Technical Issues & Design Challenges

Major change in design concept. The original design considered capacity expansion to 24 mgd for BOD removal only, but the city decided during predesign on a 32-mgd capacity to provide for BOD and nitrogen removal, an extensive odor control system and a 2-mgd tertiary treatment facility.

“Zero-odor” plant. Because of the presence of residential housing and the development of Bakersfield Sports Village nearby, the city required the design of a zero-odor plant.

Innovative approach for use of existing facilities. Plant 3’s design concept incorporated converting the decommissioned trickling filters to biofilters for odor control and modifying the four existing secondary clarifiers to become primary clarifiers for the 32-mgd expansion.

Keeping existing plant in operation during construction. Maintaining plant operations during construction required intricate coordination and sequencing between the trickling filter shutdown and the startup of the new activated sludge system, plus effective monitoring of plant hydraulics while the wastewater flow was transferred from the trickling filters to the aeration basins.

Training plant staff for new processes. Parsons provided the city with intense onsite training and maintained its continuous assistance to the plant staff for several months after new Plant 3 startup because operation of the new treatment processes required a considerably higher skill level than did the former trickling filter system.

Configuring percolation basins to avoid interference with high-pressure gas line. To avoid interference with a high-pressure gas transmission pipeline, Parsons worked with the utility company to place a berm between two percolation basins along the pipeline route with special provisions for protection and access to the pipeline.

Interconnecting biomass energy recovery and solar PV systems via net metering. The solar PV system is eligible for net metering by Pacific Gas and Electric (PG&E), but IC engines are not. This interconnection of solar PV and biomass energy recovery posed a unique challenge to integrate the two sources of renewable power with PG&E’s grid. To meet this challenge, unidirectional and bidirectional electrical meters were placed strategically within the electrical system to account for power generation accurately from each renewable source—as well as the net power export and import to/from the PG&E grid.

Close coordination between Parsons and the city at different decision-making levels enabled immediate modifications to address changing requirements. This proactive approach helped the partners address and resolve all issues and challenges while meeting the discharge permit deadline.
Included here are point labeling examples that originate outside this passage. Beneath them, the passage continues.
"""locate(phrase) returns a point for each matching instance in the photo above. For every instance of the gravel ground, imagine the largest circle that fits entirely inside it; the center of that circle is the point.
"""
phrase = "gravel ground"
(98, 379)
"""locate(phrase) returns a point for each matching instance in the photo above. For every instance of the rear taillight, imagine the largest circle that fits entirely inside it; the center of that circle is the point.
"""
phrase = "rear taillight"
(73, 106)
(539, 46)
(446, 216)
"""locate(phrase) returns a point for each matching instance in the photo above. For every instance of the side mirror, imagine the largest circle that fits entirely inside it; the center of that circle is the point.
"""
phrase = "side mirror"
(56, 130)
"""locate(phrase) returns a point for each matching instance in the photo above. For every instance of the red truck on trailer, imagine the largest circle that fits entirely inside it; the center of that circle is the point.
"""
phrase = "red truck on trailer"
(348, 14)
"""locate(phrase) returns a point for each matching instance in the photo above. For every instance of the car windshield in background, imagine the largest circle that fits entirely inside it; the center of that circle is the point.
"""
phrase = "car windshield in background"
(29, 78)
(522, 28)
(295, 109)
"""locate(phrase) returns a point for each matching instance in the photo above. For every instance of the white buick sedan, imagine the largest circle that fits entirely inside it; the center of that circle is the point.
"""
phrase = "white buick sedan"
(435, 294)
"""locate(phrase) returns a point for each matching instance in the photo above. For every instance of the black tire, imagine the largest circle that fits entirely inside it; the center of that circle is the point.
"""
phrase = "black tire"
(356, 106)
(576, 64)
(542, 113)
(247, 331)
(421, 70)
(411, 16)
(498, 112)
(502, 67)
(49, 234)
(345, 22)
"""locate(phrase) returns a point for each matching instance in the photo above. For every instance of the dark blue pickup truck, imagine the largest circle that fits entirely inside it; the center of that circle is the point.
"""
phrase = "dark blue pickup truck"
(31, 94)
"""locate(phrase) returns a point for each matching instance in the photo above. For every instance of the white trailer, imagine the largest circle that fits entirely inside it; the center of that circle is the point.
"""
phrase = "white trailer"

The facility’s sustainable and innovative design concept features include:
• Significant greenhouse gas reduction by generating substantial onsite renewable power;
• LEED-type buildings;
• Use of surplus earth to build a berm around the plant and for drought-tolerant landscaping;
• Use of recycled water for landscaping; and
• Creative approach to convert old trickling filters to biofilters and old secondary clarifiers to primary clarifiers.


PG&E recognized the team’s success in providing a sustainable design by granting a $368,997 rebate. PG&E estimates that these upgrades and efficiencies will translate into an annual operating cost savings of $556,319. Parsons’ extensive support also helped the city obtain more than $3 million through the American Recovery and Reinvestment Act of 2009 to construct a PV solar energy system in order to help offset future electrical costs.